Attack Vectors

Press3D (slug: press3d) versions up to and including 1.0.2 contain a Medium-severity vulnerability (CVSS 6.4) tracked as CVE-2026-1985. The issue is a stored cross-site scripting (XSS) flaw that can be introduced through the WordPress Gutenberg 3D Model block.

The key risk path is an authenticated user with Author-level access or higher creating or editing a page/post that includes a 3D model and setting the block’s link URL parameter to a malicious value. Because the plugin does not properly restrict URL schemes, an attacker can store a javascript: link.

Once placed, the malicious script is stored in your site content and can execute when someone clicks the 3D model.
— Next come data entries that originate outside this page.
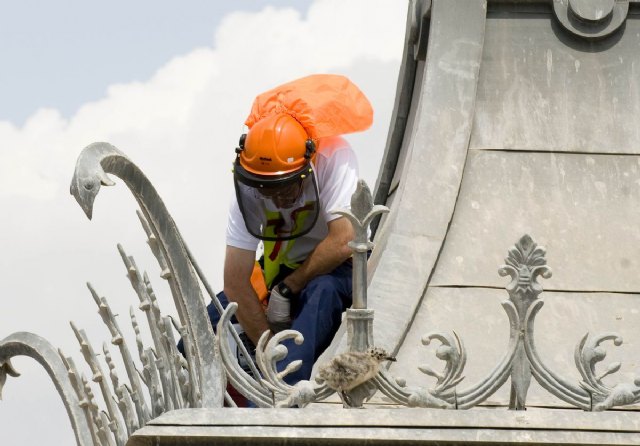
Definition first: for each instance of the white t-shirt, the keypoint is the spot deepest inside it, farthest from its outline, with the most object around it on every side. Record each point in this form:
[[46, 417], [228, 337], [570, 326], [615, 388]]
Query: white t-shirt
[[336, 169]]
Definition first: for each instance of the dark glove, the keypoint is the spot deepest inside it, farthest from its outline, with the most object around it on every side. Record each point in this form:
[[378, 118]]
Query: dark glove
[[279, 308]]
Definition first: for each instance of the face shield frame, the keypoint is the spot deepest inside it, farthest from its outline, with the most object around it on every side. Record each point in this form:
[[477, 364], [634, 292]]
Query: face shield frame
[[265, 187]]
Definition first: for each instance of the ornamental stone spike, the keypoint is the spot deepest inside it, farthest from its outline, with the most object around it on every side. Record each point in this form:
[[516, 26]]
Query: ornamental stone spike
[[359, 317]]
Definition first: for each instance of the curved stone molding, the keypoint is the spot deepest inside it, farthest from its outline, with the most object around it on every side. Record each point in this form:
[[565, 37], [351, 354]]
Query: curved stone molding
[[591, 19]]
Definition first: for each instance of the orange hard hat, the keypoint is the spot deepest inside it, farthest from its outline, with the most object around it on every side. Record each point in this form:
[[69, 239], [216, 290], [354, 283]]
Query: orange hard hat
[[276, 146]]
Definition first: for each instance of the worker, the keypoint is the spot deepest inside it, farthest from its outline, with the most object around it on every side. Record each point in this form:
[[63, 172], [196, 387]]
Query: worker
[[292, 169]]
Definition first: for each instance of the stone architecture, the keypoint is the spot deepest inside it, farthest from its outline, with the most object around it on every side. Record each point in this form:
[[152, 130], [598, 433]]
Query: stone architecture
[[515, 126]]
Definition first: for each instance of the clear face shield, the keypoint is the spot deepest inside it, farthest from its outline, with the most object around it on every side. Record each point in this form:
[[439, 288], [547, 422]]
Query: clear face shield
[[282, 209]]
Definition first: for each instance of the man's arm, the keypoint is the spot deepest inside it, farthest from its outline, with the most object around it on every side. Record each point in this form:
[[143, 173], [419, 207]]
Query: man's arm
[[329, 253], [238, 266]]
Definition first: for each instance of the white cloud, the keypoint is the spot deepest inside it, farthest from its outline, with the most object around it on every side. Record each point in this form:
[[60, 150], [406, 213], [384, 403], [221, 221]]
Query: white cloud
[[180, 127]]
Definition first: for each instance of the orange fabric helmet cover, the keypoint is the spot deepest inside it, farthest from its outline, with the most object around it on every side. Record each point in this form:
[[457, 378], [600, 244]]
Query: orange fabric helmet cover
[[324, 104]]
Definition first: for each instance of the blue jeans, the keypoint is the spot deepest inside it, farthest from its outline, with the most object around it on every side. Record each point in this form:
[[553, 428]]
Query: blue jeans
[[316, 314]]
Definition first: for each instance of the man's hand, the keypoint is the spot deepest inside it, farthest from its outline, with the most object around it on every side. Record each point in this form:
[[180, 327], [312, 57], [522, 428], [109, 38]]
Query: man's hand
[[279, 309], [238, 265]]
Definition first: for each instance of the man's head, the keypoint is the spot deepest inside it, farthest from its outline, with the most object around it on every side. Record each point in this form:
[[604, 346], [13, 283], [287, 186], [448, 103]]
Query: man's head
[[273, 169]]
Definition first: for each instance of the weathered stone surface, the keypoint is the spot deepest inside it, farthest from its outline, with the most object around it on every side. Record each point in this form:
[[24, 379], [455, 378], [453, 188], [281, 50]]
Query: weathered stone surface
[[482, 324], [386, 426], [542, 88], [582, 208]]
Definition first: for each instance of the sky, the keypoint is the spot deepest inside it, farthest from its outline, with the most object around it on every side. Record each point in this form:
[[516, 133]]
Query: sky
[[170, 85]]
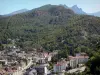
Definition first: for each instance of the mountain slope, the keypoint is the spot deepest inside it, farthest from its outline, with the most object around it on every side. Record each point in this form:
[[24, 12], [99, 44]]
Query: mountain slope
[[77, 10], [17, 12], [95, 14]]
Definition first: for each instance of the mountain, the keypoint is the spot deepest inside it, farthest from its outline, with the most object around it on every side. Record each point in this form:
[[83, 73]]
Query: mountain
[[95, 14], [17, 12], [51, 26], [77, 10]]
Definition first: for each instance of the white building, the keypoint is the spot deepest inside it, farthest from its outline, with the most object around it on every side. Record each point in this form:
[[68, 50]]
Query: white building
[[75, 61], [60, 66]]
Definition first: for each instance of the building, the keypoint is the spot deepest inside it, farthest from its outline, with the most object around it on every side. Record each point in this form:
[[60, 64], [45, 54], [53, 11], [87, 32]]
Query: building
[[60, 66], [37, 70], [78, 59]]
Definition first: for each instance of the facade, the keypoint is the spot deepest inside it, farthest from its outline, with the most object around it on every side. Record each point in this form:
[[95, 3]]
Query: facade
[[60, 66], [75, 61]]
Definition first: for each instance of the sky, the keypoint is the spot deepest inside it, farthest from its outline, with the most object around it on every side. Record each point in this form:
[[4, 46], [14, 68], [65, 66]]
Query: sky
[[8, 6]]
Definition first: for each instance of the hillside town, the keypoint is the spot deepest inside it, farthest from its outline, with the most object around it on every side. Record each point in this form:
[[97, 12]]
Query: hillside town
[[37, 62]]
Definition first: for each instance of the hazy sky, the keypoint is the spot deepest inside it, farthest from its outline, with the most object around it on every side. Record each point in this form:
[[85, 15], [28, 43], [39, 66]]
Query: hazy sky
[[8, 6]]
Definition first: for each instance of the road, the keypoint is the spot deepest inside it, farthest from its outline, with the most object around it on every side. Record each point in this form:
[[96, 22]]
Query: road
[[20, 72]]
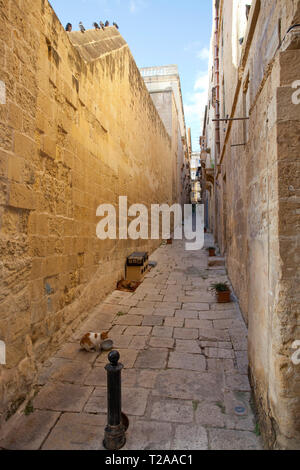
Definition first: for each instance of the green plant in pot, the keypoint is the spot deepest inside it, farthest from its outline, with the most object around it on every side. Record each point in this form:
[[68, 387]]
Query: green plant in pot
[[222, 291], [212, 251]]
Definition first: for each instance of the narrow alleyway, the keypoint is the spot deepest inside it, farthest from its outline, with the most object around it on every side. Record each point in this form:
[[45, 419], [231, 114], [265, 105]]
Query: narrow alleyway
[[185, 383]]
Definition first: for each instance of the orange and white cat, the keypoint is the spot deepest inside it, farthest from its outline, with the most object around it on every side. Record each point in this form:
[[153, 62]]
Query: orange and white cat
[[92, 341]]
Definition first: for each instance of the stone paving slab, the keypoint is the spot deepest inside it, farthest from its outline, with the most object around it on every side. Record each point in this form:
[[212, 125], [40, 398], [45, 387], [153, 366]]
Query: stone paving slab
[[62, 397], [184, 382], [185, 361], [149, 435], [190, 438], [227, 439], [174, 411], [152, 359]]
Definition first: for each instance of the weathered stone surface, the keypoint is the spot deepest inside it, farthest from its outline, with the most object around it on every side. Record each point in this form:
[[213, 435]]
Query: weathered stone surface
[[173, 411], [189, 385], [183, 333], [174, 322], [235, 381], [195, 306], [224, 439], [146, 378], [147, 435], [127, 358], [152, 359], [73, 372], [128, 320], [206, 324], [185, 361], [186, 314], [163, 331], [162, 343], [211, 414], [138, 342], [62, 397], [153, 321], [30, 431], [213, 335], [190, 438], [219, 353], [188, 346], [138, 330], [77, 431]]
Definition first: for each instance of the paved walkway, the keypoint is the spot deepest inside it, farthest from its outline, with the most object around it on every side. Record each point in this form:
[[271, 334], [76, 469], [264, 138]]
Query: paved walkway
[[185, 383]]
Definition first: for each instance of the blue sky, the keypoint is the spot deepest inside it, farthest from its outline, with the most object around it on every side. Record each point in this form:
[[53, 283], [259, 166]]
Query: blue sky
[[159, 32]]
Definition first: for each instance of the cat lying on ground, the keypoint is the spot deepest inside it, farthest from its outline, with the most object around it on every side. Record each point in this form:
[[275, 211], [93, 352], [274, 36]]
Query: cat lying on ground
[[92, 341]]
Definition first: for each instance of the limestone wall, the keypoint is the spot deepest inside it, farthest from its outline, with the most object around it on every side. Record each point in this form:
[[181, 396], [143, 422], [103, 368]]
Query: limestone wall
[[78, 129], [257, 204]]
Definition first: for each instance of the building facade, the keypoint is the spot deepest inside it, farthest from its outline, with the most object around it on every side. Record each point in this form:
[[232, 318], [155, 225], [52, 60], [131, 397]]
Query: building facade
[[250, 149], [77, 129]]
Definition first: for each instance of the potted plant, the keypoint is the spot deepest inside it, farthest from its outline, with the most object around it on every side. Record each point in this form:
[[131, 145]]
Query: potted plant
[[222, 291], [212, 251]]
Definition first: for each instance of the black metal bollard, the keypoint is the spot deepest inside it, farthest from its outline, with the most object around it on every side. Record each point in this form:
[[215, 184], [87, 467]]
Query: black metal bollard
[[114, 437]]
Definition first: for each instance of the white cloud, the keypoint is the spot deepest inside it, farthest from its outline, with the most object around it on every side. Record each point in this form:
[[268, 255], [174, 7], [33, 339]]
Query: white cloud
[[203, 54]]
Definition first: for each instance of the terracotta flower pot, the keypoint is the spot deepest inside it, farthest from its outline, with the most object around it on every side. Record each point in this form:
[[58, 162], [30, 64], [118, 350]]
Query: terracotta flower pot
[[223, 297]]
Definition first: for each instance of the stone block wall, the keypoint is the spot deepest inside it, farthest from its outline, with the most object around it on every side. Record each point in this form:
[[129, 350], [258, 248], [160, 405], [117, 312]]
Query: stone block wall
[[78, 129], [257, 198]]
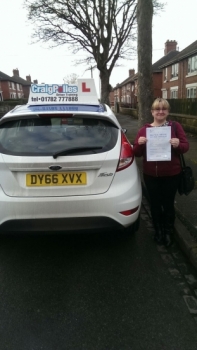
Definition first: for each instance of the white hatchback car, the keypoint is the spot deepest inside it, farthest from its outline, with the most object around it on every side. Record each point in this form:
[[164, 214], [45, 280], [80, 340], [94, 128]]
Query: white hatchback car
[[66, 164]]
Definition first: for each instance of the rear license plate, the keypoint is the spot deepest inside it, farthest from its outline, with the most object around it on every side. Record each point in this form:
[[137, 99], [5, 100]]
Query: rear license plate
[[56, 179]]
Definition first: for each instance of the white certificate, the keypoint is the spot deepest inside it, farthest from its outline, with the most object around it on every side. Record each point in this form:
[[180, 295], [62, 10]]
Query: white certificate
[[158, 143]]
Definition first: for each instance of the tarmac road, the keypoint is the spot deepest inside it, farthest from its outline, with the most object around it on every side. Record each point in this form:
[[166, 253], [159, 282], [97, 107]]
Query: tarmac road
[[96, 292]]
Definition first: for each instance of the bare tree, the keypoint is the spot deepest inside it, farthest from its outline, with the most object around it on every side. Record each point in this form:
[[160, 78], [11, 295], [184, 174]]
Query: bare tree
[[145, 85], [104, 29]]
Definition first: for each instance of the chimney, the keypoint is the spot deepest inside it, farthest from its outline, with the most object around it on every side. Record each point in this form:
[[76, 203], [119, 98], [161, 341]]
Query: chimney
[[16, 72], [28, 78], [170, 45], [131, 72]]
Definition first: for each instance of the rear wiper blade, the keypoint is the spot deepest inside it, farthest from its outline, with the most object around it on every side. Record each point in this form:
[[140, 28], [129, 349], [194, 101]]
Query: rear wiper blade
[[75, 149]]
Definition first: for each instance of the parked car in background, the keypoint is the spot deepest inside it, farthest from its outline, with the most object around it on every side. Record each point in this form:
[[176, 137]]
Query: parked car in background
[[66, 164]]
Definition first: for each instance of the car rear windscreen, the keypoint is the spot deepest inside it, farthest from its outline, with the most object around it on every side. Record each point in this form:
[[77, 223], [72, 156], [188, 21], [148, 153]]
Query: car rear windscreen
[[48, 135]]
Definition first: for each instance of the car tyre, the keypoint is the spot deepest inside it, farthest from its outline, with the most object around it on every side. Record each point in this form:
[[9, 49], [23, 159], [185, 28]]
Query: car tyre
[[130, 230]]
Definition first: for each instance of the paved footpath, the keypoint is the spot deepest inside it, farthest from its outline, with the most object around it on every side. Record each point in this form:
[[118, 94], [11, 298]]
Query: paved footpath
[[186, 206]]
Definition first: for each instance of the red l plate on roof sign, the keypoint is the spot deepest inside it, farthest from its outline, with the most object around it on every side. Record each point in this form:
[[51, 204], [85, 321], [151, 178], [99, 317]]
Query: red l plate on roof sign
[[84, 92]]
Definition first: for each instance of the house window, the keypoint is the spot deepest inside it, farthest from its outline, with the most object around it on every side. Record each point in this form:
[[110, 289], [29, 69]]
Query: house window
[[175, 69], [192, 64], [191, 92], [165, 74], [174, 92]]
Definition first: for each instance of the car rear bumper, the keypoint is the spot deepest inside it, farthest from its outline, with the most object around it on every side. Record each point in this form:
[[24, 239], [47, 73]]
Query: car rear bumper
[[29, 214]]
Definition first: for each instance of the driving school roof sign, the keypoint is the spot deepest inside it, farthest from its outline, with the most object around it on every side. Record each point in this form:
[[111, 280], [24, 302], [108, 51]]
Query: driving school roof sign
[[84, 92]]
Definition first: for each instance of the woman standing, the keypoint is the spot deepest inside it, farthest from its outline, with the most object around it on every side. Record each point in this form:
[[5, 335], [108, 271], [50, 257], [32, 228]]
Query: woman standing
[[162, 177]]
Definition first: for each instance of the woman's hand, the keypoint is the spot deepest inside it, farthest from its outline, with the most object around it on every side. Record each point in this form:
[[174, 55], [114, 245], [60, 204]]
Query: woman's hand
[[175, 142], [142, 140]]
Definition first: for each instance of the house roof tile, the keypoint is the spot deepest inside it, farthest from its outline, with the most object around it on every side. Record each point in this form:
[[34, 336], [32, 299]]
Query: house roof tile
[[187, 52]]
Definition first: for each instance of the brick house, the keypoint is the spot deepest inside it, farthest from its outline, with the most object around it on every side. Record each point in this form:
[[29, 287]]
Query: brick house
[[179, 79], [14, 87], [126, 92], [170, 52]]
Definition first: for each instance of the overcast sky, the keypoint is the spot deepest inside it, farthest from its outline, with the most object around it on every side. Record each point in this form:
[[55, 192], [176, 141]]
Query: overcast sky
[[178, 22]]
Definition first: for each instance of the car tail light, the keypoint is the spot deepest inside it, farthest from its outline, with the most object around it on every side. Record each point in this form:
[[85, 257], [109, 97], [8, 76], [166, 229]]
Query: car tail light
[[126, 154]]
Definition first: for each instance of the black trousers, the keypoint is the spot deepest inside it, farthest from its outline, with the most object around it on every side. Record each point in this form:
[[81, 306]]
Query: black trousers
[[162, 191]]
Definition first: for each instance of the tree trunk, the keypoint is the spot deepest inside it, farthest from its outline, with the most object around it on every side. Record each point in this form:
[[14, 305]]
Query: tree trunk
[[105, 87], [145, 84]]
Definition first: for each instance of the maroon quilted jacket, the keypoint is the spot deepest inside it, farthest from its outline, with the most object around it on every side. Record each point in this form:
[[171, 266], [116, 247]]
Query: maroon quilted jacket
[[163, 168]]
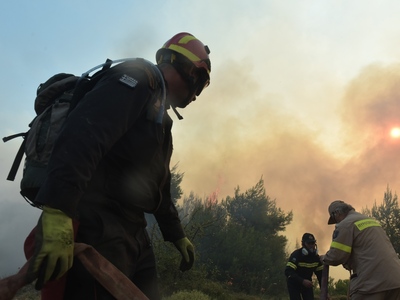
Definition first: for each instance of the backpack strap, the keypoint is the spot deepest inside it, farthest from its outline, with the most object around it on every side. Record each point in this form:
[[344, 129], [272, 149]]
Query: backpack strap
[[18, 156]]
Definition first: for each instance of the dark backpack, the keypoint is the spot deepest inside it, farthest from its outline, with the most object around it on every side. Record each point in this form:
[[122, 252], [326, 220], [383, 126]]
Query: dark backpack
[[55, 99]]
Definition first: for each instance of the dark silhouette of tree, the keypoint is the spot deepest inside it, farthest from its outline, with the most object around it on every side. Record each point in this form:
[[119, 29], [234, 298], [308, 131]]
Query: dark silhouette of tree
[[388, 215]]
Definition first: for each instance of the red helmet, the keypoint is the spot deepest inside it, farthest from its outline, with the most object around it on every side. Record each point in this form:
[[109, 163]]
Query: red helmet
[[190, 47]]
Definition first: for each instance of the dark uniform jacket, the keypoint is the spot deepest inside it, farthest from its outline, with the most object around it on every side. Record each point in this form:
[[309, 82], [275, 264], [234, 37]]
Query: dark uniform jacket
[[300, 267], [112, 153]]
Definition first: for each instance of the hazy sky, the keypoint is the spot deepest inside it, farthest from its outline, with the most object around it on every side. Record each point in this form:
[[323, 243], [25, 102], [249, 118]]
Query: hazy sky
[[303, 94]]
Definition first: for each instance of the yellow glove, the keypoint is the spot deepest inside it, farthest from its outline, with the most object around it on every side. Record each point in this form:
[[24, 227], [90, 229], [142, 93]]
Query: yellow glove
[[54, 246], [186, 249]]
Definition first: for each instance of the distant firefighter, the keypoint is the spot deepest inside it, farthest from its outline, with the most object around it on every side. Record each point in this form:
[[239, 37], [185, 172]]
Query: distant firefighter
[[362, 246], [302, 264]]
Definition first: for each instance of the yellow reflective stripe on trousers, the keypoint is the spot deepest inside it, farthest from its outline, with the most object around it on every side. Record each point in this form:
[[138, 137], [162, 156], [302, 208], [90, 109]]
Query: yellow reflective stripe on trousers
[[341, 246], [366, 223]]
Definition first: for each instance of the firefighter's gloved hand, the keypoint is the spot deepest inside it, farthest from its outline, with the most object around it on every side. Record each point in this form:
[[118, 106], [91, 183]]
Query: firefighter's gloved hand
[[54, 246], [186, 249]]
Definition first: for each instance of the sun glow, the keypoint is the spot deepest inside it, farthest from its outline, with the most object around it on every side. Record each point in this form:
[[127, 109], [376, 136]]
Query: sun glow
[[395, 132]]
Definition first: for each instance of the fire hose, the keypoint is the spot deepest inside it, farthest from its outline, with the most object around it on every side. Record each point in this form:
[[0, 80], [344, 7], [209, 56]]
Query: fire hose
[[100, 268]]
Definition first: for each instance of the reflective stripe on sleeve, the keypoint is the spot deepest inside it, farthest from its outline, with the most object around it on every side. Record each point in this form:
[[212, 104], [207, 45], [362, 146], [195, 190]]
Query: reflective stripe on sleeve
[[320, 268], [366, 223], [308, 265], [340, 246], [292, 265]]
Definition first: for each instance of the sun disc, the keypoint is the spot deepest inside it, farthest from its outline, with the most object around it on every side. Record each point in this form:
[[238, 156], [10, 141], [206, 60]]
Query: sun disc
[[395, 132]]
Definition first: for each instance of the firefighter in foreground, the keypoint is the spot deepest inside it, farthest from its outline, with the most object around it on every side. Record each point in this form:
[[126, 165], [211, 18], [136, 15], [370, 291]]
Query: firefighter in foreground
[[110, 165], [302, 264], [361, 245]]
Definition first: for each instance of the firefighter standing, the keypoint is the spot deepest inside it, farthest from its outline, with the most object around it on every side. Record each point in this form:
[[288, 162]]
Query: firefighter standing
[[302, 264], [110, 164], [362, 246]]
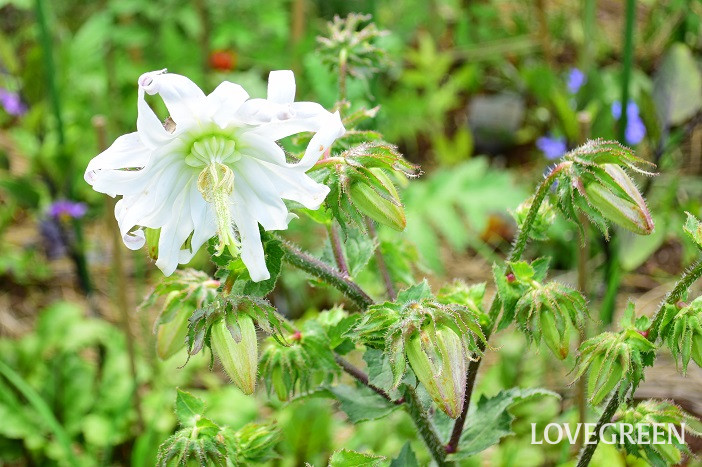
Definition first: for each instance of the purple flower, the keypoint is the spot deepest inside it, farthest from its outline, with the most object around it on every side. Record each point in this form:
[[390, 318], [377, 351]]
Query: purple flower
[[552, 147], [635, 128], [65, 208], [576, 79], [12, 103]]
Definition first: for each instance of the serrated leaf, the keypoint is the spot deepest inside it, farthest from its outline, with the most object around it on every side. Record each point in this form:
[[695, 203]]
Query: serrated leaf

In practical terms, this makes the vulnerability relevant to organizations that allow multiple contributors, agencies, contractors, or internal teams to publish content using Gutenberg blocks.

Security Weakness

The weakness is rooted in insufficient input handling for the 3D model block’s link URL. Specifically, Press3D fails to sanitize and validate the URL scheme before saving it, allowing unsafe schemes such as javascript: to be stored.

This is not merely a content-quality issue; it is a security control gap. In WordPress environments, URLs that will be rendered to users should be restricted to safe, expected schemes (for example, standard web links), especially when stored in reusable blocks that may be displayed across high-traffic pages.

There is currently no known patch available. As a result, mitigation decisions should be based on business risk, exposure, and how widely Press3D is used in your publishing workflow.

Technical or Business Impacts

Stored XSS can create real business exposure because it can be used to run unwanted actions in a visitor’s browser under your brand. For marketing leaders and executives, the most likely outcomes include brand trust damage (users being redirected, shown fraudulent prompts, or experiencing suspicious behavior on your site) and campaign performance disruption (landing pages or interactive assets behaving unpredictably).

Because the vulnerability can be introduced by an authenticated Author+ account, it also elevates insider-risk and third-party publishing risk. If an attacker compromises a contributor account (or a trusted partner account), they may be able to place malicious scripts into high-visibility pages without needing admin access.

Compliance and governance teams should also consider the downstream impacts: exposure of limited user data depending on what the script is designed to collect, potential policy violations related to website integrity, and the operational cost of incident response (content audits, emergency takedowns, customer communications, and legal review). In many organizations, the most pragmatic mitigation—given “no known patch available”—may be to uninstall Press3D and replace it, especially on revenue-driving or compliance-sensitive sites.

Similar Attacks

Stored XSS in widely used web platforms has been used in the past to harm brand credibility, interfere with user journeys, and enable follow-on fraud. Examples include:

Popup Maker plugin vulnerability (Wordfence) — an example of plugin-related website scripting risk and why rapid mitigation matters.

Cross-site scripting (XSS) attack overview (Sucuri) — a practical look at how XSS impacts websites and businesses.

OWASP: Cross Site Scripting (XSS) — a canonical reference that helps frame XSS as a business and security control issue.